= Talat Othman =

American businessman (born 1936)

Talat M. Othman (born April 27, 1936, in Beitunia, Palestine) is a Palestinian-American businessman and investor. He is the president of Grove Financial, Inc. and the founding president of the Arab-American Business and Professional Association. In 1973, he founded the Midwest Chapter of the Forex Association of North America. He serves as senior advisor of McKinley Reserve. On July 31, 2000, he opened the Republican National Convention session with a dua'a – or Muslim benediction – marking the first time a Muslim had addressed a major US political gathering. Illinois governor Jim Edgar proclaimed Nov 1, 1997 Haj Talat M. Othman day in Illinois. On April 4, 2002, Othman joined Islamic Institute head Khaled Saffuri in a meeting with Treasury Secretary Paul O'Neill (arranged by Grover Norquist) as representatives of the Muslim-American community, to voice complaints about the March 20 raid on the International Institute of Islamic Thought and 19 related entities.

In 2006, Othman received an honorary doctorate degree in humane letters from Catholic Theological Union.

==Career synopsis==
In 1947, Othman emigrated to the United States with his family. From 1956 to 1977, Othman served as an executive in the International Banking Department at Harris Trust and Savings Bank in Chicago, Illinois, as vice president and division administrator of the International Money Management Division, including the International Economic Research Unit. From 1978 to 1983, Othman was general manager and chief executive officer of the Saudi Arab Finance Corporation, Luxembourg, and general manager of the Saudi Investment Group, Jeddah, Saudi Arabia. From 1983 to 1995, he served as chairman and chief executive officer of Dearborn Financial Inc., Arlington Heights, Illinois. In 1987, he joined the board of Harken Energy to represent the interests of Abdullah Taha Bakhsh. Served as chair of the three member Audit Committee of which George W. Bush was a member. In 1990, he was among 15 Arab-Americans invited to the White House after Saddam Hussein's invasion of Kuwait.

In 1995, Othman established Grove Financial, Inc. of Chicago and currently serves as its chairman and CEO. It is an international investment management firm located in Long Grove, Illinois, specializing in managing investment funds and U.S.-Middle East business.
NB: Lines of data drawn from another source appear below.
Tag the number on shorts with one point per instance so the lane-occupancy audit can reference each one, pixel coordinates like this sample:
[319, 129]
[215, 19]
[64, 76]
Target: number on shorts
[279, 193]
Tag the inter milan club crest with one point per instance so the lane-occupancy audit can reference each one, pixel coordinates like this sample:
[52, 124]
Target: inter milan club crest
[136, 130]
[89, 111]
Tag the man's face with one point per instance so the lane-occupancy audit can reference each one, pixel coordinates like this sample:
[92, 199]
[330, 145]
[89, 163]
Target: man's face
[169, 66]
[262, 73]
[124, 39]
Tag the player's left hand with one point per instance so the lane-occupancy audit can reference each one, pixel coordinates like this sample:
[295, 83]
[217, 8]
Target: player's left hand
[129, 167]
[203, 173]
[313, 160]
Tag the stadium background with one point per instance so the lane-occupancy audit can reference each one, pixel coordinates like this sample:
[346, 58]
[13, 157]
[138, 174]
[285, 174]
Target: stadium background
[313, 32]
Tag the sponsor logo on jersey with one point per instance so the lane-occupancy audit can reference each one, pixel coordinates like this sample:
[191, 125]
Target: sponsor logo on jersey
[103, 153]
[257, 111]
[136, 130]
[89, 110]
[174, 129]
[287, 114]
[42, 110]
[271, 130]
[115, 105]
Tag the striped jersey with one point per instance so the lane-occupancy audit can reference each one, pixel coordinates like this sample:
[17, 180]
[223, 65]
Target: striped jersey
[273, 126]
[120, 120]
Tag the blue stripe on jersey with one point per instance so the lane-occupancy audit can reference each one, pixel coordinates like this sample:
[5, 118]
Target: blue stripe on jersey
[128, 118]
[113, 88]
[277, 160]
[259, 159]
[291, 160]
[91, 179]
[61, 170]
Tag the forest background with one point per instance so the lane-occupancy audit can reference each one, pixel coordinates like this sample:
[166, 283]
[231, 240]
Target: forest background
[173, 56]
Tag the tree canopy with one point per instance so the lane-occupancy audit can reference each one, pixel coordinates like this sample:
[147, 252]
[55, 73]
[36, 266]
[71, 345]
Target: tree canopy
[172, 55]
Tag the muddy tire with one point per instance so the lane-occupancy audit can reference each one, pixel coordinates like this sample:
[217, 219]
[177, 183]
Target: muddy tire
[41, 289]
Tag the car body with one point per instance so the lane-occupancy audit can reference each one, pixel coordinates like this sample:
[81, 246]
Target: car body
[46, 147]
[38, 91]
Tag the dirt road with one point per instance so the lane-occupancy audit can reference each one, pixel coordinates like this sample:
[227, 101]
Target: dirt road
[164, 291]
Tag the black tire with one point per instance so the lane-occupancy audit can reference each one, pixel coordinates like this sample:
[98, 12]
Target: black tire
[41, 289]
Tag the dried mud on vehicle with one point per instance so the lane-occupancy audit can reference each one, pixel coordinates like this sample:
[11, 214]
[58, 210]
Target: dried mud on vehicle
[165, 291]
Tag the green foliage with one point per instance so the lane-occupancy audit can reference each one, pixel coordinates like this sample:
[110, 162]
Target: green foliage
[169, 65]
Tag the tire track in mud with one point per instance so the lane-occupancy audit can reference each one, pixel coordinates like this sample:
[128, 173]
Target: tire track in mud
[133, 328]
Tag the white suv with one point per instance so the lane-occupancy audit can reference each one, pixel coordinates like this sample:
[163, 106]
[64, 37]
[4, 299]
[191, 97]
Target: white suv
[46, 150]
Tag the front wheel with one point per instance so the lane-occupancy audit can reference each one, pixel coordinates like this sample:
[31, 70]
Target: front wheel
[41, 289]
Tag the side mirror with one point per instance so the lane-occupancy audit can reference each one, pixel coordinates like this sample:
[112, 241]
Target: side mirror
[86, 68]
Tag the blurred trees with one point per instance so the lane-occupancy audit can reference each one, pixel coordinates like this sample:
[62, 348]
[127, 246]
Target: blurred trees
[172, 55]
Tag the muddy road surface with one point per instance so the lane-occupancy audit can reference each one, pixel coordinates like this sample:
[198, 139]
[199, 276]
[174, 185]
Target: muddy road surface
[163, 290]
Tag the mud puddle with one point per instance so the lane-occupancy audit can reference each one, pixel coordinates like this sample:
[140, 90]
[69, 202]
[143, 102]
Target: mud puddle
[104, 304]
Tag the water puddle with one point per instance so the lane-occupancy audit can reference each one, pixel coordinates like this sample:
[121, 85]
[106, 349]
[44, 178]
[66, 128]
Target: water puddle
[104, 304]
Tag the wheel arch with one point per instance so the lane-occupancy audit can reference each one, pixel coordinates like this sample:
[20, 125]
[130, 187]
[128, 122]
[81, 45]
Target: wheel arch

He opened the July 31, 2000 session of the RNC with a Muslim benediction.

Othman is president of Crescent Capital Management, LLC. Chicago, Illinois, and chairman of the board of trustees of Amana Mutual Funds, Bellingham, Washington.

==Other affiliations==
He is on the board of Bank One Wisconsin Corp, Dansk International Designs, Hartmarx Corp, Tejas Power Corp, PathoGenesis Corp, and Amana Mutual Funds Trust.
He is advisory board member of St. Jude Children's Research Hospital.
He is on the Dean's Council of Advisors of Harvard Kennedy School. He is a member of the Chicago Council on Foreign Relations Independent Task Force. He is a board member of the Middle East Policy Council. He is the founding chairman of the American Muslim Council.

He is chairman of the Islamic Free Market Institute founded by Khaled Saffuri.

Othman served on the board of trustees for the Illinois State Universities Retirement System and the Illinois State Finance Authority. Othman is a former board member of the Illinois Finance Authority.